This semester, HERC has been hosting a monthly seminar discussion group for college students engaged and resulted in two thought-provoking discussions centered on the articles “Making a Killing: The Economics of the Holocaust” by Richard J. Overy and “Stone-Cold Killers or Drunk with Murder? Alcohol and Atrocity during the Holocaust” by Edward Westermann. The discussion was facilitated by TSC history professor, Monte Finkelstein. Together, these readings illuminated distinct but interconnected dimensions of the Holocaust: the economic structures that sustained genocide and the human psychology and social behavior that enabled ordinary men to become perpetrators.
The first seminar, based on Overy’s “Making a Killing,” examined the Holocaust as not only a political and racial project but also an economic enterprise. Overy’s analysis situates the Holocaust within the broader context of Nazi exploitation, forced labor, and profit-driven collaboration. He reveals how the machinery of extermination was deeply entwined with material gain—through the seizure of Jewish property, the economic mobilization of concentration camp labor, and the participation of private industries that profited from the Nazi war economy. The seminar discussion focused on the moral complicity of bureaucrats, businessmen, and economic planners who rationalized genocide as a means of economic efficiency. Students debated whether the drive for profit was a secondary outcome of Nazi ideology or a coequal motive that fueled the genocide. The conversation underscored that the Holocaust, while ideologically rooted in antisemitism, was also sustained by pragmatic and economic incentives that made killing profitable and bureaucratically routine.

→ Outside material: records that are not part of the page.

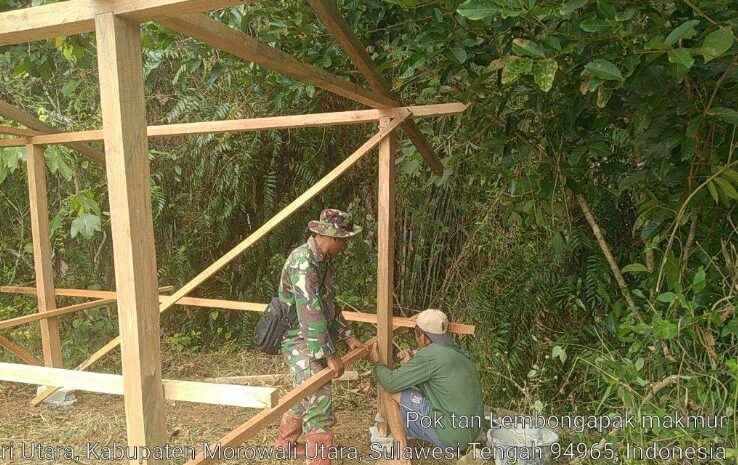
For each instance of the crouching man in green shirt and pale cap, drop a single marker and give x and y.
(436, 391)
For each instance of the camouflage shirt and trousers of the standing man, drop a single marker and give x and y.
(320, 327)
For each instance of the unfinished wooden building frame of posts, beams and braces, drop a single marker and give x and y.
(139, 302)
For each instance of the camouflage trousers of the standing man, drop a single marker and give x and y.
(316, 409)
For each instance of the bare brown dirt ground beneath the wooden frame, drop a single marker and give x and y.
(99, 418)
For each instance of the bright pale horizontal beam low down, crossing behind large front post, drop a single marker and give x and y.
(174, 390)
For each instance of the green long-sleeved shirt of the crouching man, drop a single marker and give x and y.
(448, 379)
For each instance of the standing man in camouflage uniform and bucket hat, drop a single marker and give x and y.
(307, 287)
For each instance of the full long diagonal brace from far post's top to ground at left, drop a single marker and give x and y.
(246, 243)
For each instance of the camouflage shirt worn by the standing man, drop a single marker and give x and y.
(300, 288)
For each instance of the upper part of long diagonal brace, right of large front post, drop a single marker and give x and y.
(284, 213)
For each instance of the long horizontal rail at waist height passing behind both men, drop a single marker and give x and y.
(359, 317)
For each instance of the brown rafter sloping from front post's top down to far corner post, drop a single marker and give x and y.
(219, 36)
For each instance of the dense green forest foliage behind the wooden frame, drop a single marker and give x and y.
(585, 221)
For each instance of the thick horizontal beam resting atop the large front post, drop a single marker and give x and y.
(78, 16)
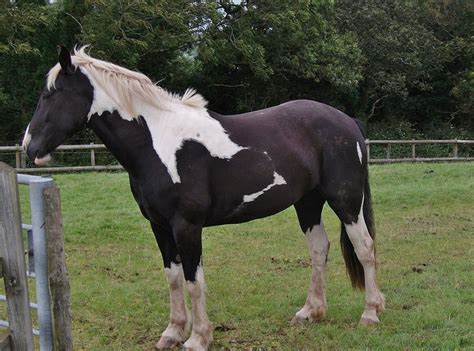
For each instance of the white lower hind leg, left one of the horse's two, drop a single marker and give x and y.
(315, 305)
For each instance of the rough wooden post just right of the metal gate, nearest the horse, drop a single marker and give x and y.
(58, 276)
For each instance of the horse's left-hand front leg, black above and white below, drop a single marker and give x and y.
(175, 333)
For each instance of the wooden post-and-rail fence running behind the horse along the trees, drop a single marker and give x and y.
(388, 145)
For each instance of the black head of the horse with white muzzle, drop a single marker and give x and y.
(61, 111)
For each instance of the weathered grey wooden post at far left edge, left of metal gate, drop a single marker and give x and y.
(13, 256)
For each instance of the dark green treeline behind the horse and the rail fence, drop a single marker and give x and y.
(405, 67)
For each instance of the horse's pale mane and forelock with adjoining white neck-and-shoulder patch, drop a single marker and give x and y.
(171, 120)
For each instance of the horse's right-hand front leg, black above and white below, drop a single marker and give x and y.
(188, 241)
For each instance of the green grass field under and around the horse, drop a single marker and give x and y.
(258, 273)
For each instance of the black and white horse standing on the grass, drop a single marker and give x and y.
(191, 168)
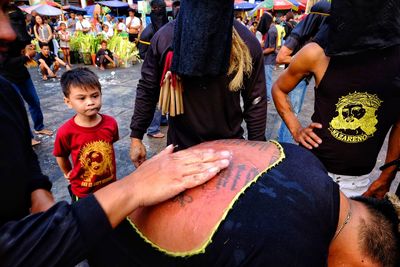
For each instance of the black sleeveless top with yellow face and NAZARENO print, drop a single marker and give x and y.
(357, 102)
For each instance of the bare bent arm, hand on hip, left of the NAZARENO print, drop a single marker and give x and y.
(310, 59)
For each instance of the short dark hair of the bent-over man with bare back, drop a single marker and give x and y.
(379, 233)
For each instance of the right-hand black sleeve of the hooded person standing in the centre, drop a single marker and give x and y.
(254, 98)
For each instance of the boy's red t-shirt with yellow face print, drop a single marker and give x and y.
(92, 154)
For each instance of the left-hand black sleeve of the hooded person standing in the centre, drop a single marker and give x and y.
(148, 91)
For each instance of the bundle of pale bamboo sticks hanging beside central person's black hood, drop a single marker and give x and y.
(170, 101)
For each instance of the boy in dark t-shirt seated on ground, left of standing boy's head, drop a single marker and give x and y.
(49, 63)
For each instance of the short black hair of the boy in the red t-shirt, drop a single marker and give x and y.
(79, 77)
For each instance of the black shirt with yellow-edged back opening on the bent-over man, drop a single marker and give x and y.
(287, 218)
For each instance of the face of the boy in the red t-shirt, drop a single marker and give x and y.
(85, 101)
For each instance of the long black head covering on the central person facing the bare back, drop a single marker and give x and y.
(203, 38)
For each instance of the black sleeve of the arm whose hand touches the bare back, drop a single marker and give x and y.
(60, 236)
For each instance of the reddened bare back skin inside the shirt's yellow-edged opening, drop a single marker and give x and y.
(186, 222)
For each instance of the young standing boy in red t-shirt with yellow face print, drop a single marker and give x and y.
(88, 136)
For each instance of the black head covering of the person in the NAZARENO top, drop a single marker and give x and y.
(359, 25)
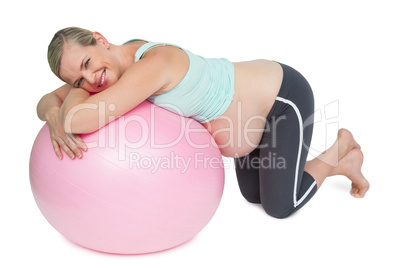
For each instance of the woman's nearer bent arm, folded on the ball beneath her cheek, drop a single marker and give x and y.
(82, 113)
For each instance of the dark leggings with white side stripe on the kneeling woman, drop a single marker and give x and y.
(273, 174)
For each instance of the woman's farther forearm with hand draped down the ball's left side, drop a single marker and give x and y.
(48, 109)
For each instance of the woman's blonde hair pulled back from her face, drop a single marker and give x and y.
(55, 50)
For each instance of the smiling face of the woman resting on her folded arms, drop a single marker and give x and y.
(93, 68)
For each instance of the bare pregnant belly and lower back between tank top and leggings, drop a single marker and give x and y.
(239, 130)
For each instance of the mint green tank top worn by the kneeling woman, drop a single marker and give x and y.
(204, 93)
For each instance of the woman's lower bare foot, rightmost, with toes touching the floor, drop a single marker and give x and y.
(350, 166)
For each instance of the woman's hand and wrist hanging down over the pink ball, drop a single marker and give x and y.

The following month, Westermann’s “Stone-Cold Killers or Drunk with Murder?” shifted the discussion from structural and economic systems to the psychology and culture of killing. Westermann explores the pervasive role of alcohol among German police battalions and SS units, arguing that drinking both facilitated and reflected the socialization of violence. Alcohol became a ritualized mechanism of bonding, numbing, and celebrating atrocities. The seminar’s conversation grappled with Westermann’s central question: were perpetrators acting out of cold-blooded ideological conviction or under the influence of intoxication and peer pressure? Students examined primary accounts from perpetrators and survivors, considering how alcohol operated as both a literal intoxicant and a symbolic tool of moral disengagement. The discussion highlighted how social dynamics, conformity, and dehumanization, combined with physical intoxication, blurred moral boundaries and normalized mass murder.
The two seminars offered a multidimensional understanding of the Holocaust that moved beyond traditional political or military histories. Overy’s economic analysis exposed the bureaucratic and financial complicity that made genocide sustainable, while Westermann’s cultural-psychological lens revealed how everyday human behavior and social rituals enabled atrocity. Students concluded that the Holocaust cannot be fully understood through ideology alone—it must also be studied through the economic systems and social practices that made genocide possible and, disturbingly, ordinary.
By juxtaposing these two works, the seminar series encouraged participants to confront the complexity of evil in modern society. The Holocaust emerges not as an inexplicable rupture in civilization but as a convergence of ideology, economy, and human behavior—where profit, policy, and psychology all contributed to one of history’s greatest crimes. Such discussions challenge students to reflect critically on the mechanisms of complicity and to recognize how ordinary structures of work, leisure, and social life can become instruments of atrocity when moral restraint is lost.